Die Biotechnologie ist längst zu einer tragenden Säule für Innovation, Wettbewerbsfähigkeit und nachhaltiges Wachstum in Europa avanciert. Vor dem Hintergrund globaler Herausforderungen – von Gesundheitskrisen bis hin zu Klimaveränderungen – erkennt die Europäische Union die strategische Notwendigkeit, die heimische Biotechnologiebranche zu stärken. Mit dem geplanten IPCEI „Biotechnologie“ (Important Project of Common European Interest) setzt die EU-Kommission gezielt Impulse, um Schlüsselindustrien effektiv zu fördern und Europa im internationalen Wettbewerb zu positionieren.

Wirtschaftliche Relevanz der Biotechnologie in Europa

Die Biotechnologie ist von hoher wirtschaftlicher Bedeutung. Nach Schätzungen der EU-Kommission belief sich die globale Marktgröße der Biotechnologie 2021 auf € 720 Mrd. bei einer jährlichen Wachstumsrate von über 18 Prozent. Die USA dominierten diesen Markt mit einem Anteil von 60 Prozent, gefolgt von der Europäischen Union (12 Prozent) und China (11 Prozent). Im Jahr 2018 trug laut Schätzung der EU-Kommission die Biotechnologie in der Europäischen Union direkt € 31 Mrd. zum gesamten Bruttoinlandsprodukt bei, schuf 210.700 direkte Arbeitsplätze im Gesundheitswesen, in der Industrie und in der Landwirtschaft und unterstützte 625.700 Arbeitsplätze (indirekt und induziert) in der gesamten Wirtschaft.

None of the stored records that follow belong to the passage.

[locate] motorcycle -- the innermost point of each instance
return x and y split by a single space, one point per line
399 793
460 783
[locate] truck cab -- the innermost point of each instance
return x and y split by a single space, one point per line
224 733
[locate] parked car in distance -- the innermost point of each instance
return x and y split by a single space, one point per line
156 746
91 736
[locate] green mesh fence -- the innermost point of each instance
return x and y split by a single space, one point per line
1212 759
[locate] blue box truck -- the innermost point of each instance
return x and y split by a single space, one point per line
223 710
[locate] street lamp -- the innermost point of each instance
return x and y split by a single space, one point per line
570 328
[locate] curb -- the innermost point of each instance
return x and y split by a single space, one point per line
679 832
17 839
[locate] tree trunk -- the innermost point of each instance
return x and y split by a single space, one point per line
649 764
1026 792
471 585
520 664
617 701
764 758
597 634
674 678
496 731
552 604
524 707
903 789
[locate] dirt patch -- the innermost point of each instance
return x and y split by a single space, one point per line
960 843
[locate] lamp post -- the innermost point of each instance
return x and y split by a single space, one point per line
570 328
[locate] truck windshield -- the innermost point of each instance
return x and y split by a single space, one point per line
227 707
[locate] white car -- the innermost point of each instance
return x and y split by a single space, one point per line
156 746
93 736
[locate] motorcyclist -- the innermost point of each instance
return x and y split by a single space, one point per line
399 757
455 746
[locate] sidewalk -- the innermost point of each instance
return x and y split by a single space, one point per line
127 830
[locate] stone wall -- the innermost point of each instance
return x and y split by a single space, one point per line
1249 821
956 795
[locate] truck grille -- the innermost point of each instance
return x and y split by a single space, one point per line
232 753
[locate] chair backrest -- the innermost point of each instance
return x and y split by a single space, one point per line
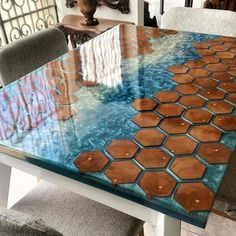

Herausforderungen: Von der Regulierung bis zur Rohstoffversorgung

Laut EU-Kommission sei Europa zwar besonders stark auf dem Feld von Life Science und führt bei qualitativ hochwertigen Veröffentlichungen, welche die Gesundheit, Landwirtschaft und industrielle Biotechnologie abdecken. Allerdings schafften es nur wenige Forschungsergebnisse zur Marktreife. Im Fall von unter anderem gesundheitsbezogener Biotechnologie sei die Umsetzung von Spitzenforschung in Produkte und Behandlungen in der Europäischen Union weniger erfolgreich als in den USA und China.

Ein Grund hierfür sei unter anderem die regulatorische Komplexität, mit der die europäische Biotechnologiebranche konfrontiert sei. Unterschiedliche nationale Vorgaben, langwierige Zulassungsprozesse und sich stetig wandelnde Anforderungen erschwerten die Entwicklung und Markteinführung innovativer Lösungen. Der Marktzugang  vor allem für Start-ups und KMU  sei häufig durch administrative Hürden begrenzt.

Darüber hinaus sei der Zugang zur Finanzierung stark begrenzt. Gerade risikoreiche Innovationsprojekte stießen auf eine Finanzierungslücke, denn private Investoren und Banken würden bei noch nicht marktreifen Technologien zurückhaltend agieren. Diese und weitere Herausforderungen der Biotechnologie hat die EU-Kommission identifiziert und stellt in ihrer Mitteilung „Building the future with nature: Boosting Biotechnology and Biomanufacturing in the EU“ (Biotechnologie-Mitteilung) ein Maßnahmenpaket vor, mit dem sie die europäische Biotechnologie unterstützen und fördern möchte.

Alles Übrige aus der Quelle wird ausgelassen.